In [1]:
%%init_spark
launcher.num_executors = 3
launcher.executor_cores = 3
launcher.driver_memory = '2g'
launcher.executor_memory = '12g'

In this notebook we are going to work with a dataset from _Allstate Insurance Company_. The dataset is made of about 300'000 rows, anonymised and masked, with more than 100 categorical and numerical features related to insurances claims. What we have to do it is to understand whether a customer is likely to make a claim or not based on his insurance features history

**If you are running a notebook in `almond-scala` you have to run this command first to import the right spark libraries**

In [None]:
import $ivy.`org.apache.spark::spark-sql:2.4.3`
import $ivy.`org.apache.spark::spark-mllib:2.4.5`

After importing `spark-sql` and `spark-mllib` libraries we can _unzip the input file contained in_ `insurancedata.tar.bz2` . 
To do that from the Scala interface we are importing `sys.process._` and calling the command line `tar -xjf insurancedata.tar.bz2`

In [2]:
import sys.process._

Intitializing Scala interpreter ...

Spark Web UI available at https://datalab-cm-controlnode1.datalab.prod.temp.aws.sb-cloud.net:8090/proxy/application_1584597944032_0001
SparkContext available as 'sc' (version = 2.0.0.cloudera2, master = yarn, app id = application_1584597944032_0001)
SparkSession available as 'spark'


import sys.process._


In [3]:
"tar -xjf insurancedata.tar.bz2"!

res0: Int = 0


At this point we can start to import all the libraries needed for this project.  
First thing to notice is a substantial difference between Scala and Python or Java as regards the wildcard import. Scala makes a wildcard import with the underscore symbol `_` rather than with asterisk `*`. As a matter of fact `*` can be used as a valid identifier, so that we can write something like `val * = 123`. Thus,to import all the classes from a package we write `import org.apache.spark.sql._`

In [4]:
import org.apache.spark.sql._ //import all the sql framework
import org.apache.spark.sql.functions._ //import the sql functions such as expression or dates
import org.apache.spark.sql.types._ //import the sql types, like String, Integer and so on 


import java.text.SimpleDateFormat
import org.apache.spark.ml.feature.{IndexToString, StringIndexer, StringIndexerModel, VectorAssembler}
import org.apache.spark.sql.SparkSession
import org.apache.spark.mllib.evaluation.{BinaryClassificationMetrics, MulticlassMetrics, RegressionMetrics}
import org.apache.spark.ml.evaluation.{MulticlassClassificationEvaluator, RegressionEvaluator}
import org.apache.spark.ml.linalg.{DenseVector, Vector} 
import org.apache.spark.sql.{Row, DataFrame}
import org.apache.spark.ml.regression.{LinearRegression, LinearRegressionModel}
import org.apache.spark.ml.{Pipeline, PipelineModel}
import org.apache.spark.ml.tuning.{ParamGridBuilder, CrossValidator}


import org.apache.spark.sql._
import org.apache.spark.sql.functions._
import org.apache.spark.sql.types._
import org.apache.spark.sql.Dataset
import java.text.SimpleDateFormat
import org.apache.spark.ml.feature.{IndexToString, StringIndexer, StringIndexerModel, VectorAssembler}
import org.apache.spark.sql.SparkSession
import org.apache.spark.ml.classification.{RandomForestClassifier, RandomForestClassificationModel, LogisticRegression}
import org.apache.spark.mllib.evaluation.{BinaryClassificationMetrics, MulticlassMetrics, RegressionMetrics}
import org.apache.spark.ml.evaluation.{MulticlassClassificationEvaluator, RegressionEvaluator}
import org.apache.spark.ml.linalg.{DenseVector, Vector}
import org.apache.spark.sql.{Row, DataFrame}
import org.apache.spark.ml.regression.{LinearRegress...
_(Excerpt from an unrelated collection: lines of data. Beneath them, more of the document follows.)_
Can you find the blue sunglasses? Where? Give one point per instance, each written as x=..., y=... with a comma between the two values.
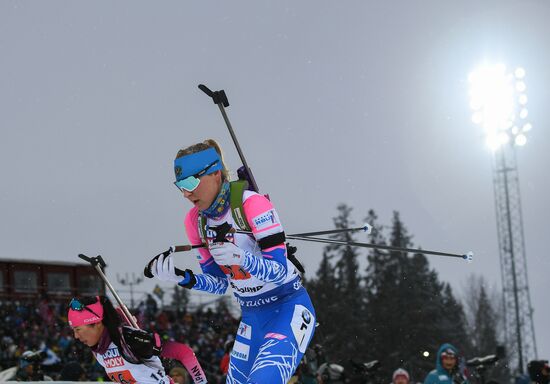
x=190, y=183
x=76, y=305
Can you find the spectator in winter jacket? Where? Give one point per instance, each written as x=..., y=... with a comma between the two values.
x=539, y=371
x=447, y=369
x=400, y=376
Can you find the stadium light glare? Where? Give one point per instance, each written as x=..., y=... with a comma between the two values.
x=497, y=99
x=521, y=140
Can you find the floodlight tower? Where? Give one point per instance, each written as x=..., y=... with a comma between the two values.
x=498, y=101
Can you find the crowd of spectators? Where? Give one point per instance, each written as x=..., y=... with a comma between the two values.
x=28, y=326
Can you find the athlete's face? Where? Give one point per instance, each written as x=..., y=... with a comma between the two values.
x=203, y=196
x=89, y=334
x=401, y=380
x=448, y=362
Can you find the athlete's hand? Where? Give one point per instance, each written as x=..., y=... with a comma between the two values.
x=163, y=269
x=227, y=253
x=148, y=270
x=142, y=343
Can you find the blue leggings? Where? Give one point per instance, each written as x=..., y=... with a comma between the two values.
x=271, y=341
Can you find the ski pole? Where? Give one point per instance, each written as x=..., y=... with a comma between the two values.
x=98, y=263
x=220, y=99
x=467, y=256
x=366, y=228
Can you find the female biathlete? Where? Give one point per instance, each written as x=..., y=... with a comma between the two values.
x=127, y=354
x=278, y=319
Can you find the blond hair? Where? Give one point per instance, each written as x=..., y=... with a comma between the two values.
x=208, y=143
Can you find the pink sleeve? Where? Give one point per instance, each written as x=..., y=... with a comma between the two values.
x=262, y=217
x=185, y=355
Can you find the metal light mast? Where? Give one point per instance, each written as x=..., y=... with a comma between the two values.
x=498, y=102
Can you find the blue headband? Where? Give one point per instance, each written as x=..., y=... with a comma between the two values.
x=193, y=163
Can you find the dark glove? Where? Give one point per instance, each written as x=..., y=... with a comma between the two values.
x=147, y=269
x=458, y=378
x=143, y=344
x=189, y=279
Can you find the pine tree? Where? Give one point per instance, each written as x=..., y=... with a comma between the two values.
x=337, y=293
x=408, y=307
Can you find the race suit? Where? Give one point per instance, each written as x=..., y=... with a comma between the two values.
x=278, y=318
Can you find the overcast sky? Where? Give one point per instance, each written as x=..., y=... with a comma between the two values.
x=361, y=102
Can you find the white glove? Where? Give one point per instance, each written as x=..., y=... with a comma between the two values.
x=164, y=270
x=227, y=254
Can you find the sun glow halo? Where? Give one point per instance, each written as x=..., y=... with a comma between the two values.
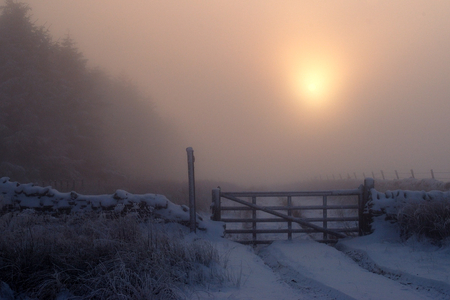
x=315, y=78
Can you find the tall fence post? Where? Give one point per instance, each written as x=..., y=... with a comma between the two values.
x=215, y=205
x=192, y=213
x=365, y=218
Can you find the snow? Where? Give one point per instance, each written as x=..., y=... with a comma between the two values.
x=15, y=196
x=377, y=266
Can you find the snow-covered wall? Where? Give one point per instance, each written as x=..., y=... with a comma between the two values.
x=15, y=197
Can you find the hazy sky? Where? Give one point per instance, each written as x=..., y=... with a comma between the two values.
x=277, y=91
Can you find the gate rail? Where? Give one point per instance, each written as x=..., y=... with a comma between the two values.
x=307, y=225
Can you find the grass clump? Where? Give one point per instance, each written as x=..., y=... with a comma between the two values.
x=99, y=257
x=429, y=219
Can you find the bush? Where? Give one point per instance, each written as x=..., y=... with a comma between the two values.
x=99, y=257
x=430, y=219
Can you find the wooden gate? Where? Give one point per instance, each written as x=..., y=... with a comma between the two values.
x=249, y=221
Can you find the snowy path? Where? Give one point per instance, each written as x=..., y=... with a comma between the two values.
x=342, y=277
x=305, y=269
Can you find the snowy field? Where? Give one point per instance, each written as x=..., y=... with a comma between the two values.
x=381, y=265
x=377, y=266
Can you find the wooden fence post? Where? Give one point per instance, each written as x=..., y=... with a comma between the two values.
x=365, y=217
x=289, y=199
x=216, y=214
x=325, y=216
x=192, y=214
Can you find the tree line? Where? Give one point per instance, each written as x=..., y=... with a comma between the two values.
x=60, y=119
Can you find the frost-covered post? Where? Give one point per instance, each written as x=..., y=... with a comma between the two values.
x=216, y=214
x=365, y=217
x=191, y=159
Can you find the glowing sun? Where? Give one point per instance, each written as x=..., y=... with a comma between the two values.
x=315, y=77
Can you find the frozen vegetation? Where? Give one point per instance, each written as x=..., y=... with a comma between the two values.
x=109, y=254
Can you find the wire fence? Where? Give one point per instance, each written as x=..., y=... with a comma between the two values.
x=390, y=175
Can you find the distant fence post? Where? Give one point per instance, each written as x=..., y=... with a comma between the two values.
x=192, y=213
x=365, y=218
x=215, y=205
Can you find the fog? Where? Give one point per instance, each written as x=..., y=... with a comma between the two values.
x=279, y=91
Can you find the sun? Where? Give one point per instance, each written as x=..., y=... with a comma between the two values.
x=313, y=85
x=315, y=75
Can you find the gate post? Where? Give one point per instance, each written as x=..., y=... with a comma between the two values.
x=192, y=213
x=365, y=216
x=215, y=205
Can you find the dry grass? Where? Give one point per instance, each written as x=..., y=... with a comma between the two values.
x=102, y=258
x=429, y=219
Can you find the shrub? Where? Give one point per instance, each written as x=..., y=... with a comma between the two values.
x=430, y=219
x=99, y=257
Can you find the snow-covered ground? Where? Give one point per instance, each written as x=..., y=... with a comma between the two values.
x=377, y=266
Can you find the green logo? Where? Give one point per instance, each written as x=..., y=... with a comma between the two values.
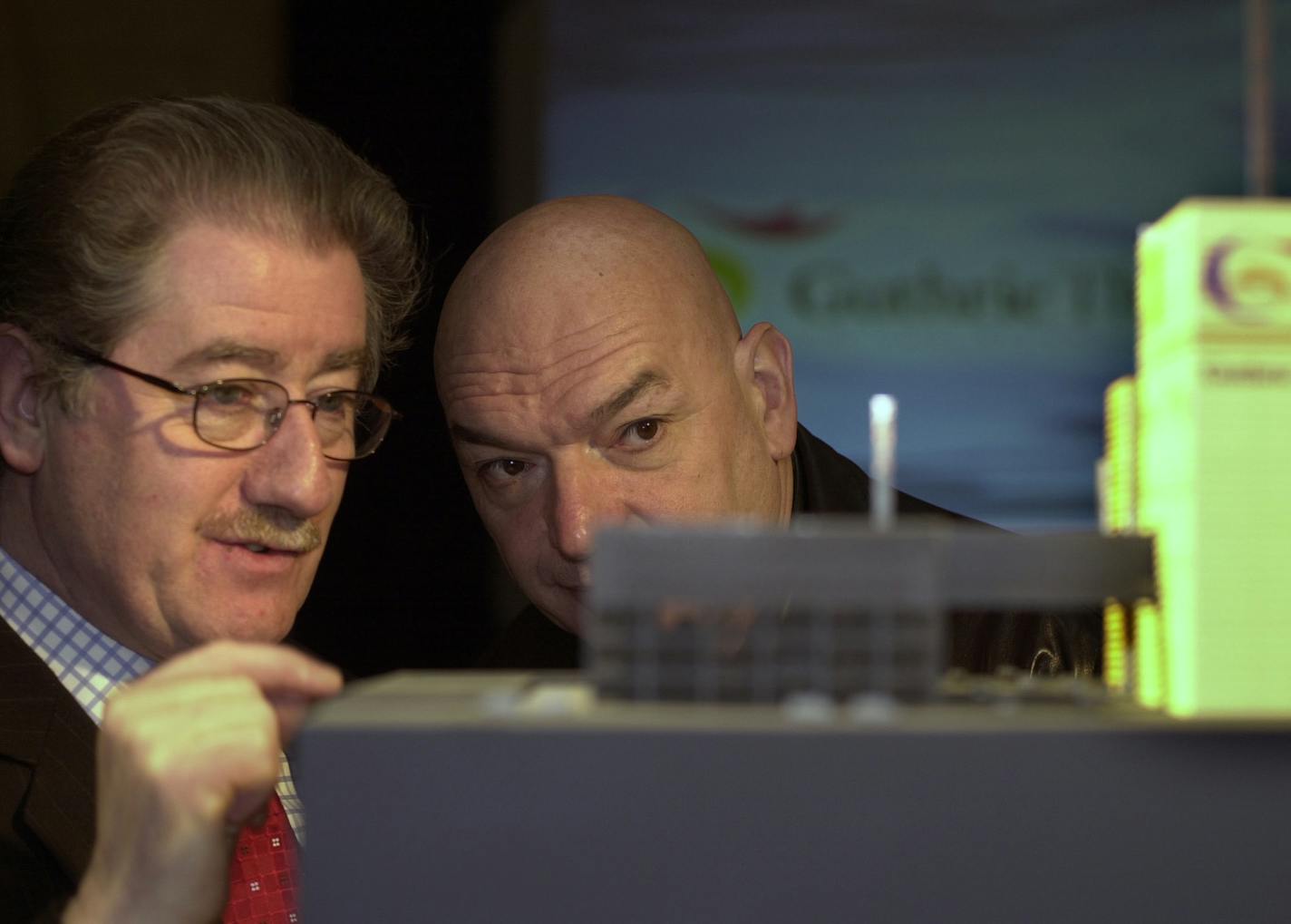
x=734, y=277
To disable the Spark logging we add the following import statement:

In [5]:
import org.apache.log4j.{Level, Logger}
Logger.getLogger("org").setLevel(Level.OFF)

import org.apache.log4j.{Level, Logger}


**if you're running on `almond-scala` access to the spark notebook Session:**

In [None]:
val spark = {
  NotebookSparkSession.builder()
    .master("local[*]")
    val spark = {
  NotebookSparkSession.builder()
    .master("local[*]")
    .getOrCreate()
}.getOrCreate()
}

At this point we have everything set upand we are ready to start with a deep immersion into the Scala functionalities

First we are going to look at each stage of our pre and processing, then we'll write an object to implement all together 

### Data Preprocessing 

Here we are going to deal with the very first spark command. 
Using the current `spark` session we are going to read the train and test csv file. 
`option` is a huge attribute, where we can specify how to open the file:
- "header": if "true" we are importing the file's header 
- "inferSchema": if "true" spark will try to infer/guess the underlying schema of our file 
- "sep": this specifies the separtor character in our file, it may be a comma "," or ";" or whatever (e.g. (option("sep",":")) 
- "orc.bloom.filter.columns": as a further example we can deal with the orc.columns filtering them depending on our choice

`format` is in charge of communicating the file format to spark:
- "com.databricks.spark.csv": csv file
- "json"
- "parquet"
- "orc" 

then, self-explanatory `load` which takes as an argument the name of the file. 
Few things should be said about `cache` but I'll write something apart about this command and the methods to cache and persist our data in memory

In [11]:
//prepocessing data 
var trainSample = 1.0 
var testSample = 1.0
val train="insurance/train.csv"
val test ="insurance/test.csv"

val trainInput = spark.read
    .option("header","true")
    .option("inferSchema","true")
    .format("com.databricks.spark.csv")
    .load(train)
    .cache

val testInput  = spark.read
    .option("header","true")
    .option("inferSchema","true")
    .format("com.databricks.spark.csv")
    .load(test)
    .cache

trainSample: Double = 1.0
testSample: Double = 1.0
train: String = insurance/train.csv
test: String = insurance/test.csv
trainInput: org.apache.spark.sql.Dataset[org.apache.spark.sql.Row] = [id: int, cat1: string ... 130 more fields]
testInput: org.apache.spark.sql.Dataset[org.apache.spark.sql.Row] = [id: int, cat1: string ... 129 more fields]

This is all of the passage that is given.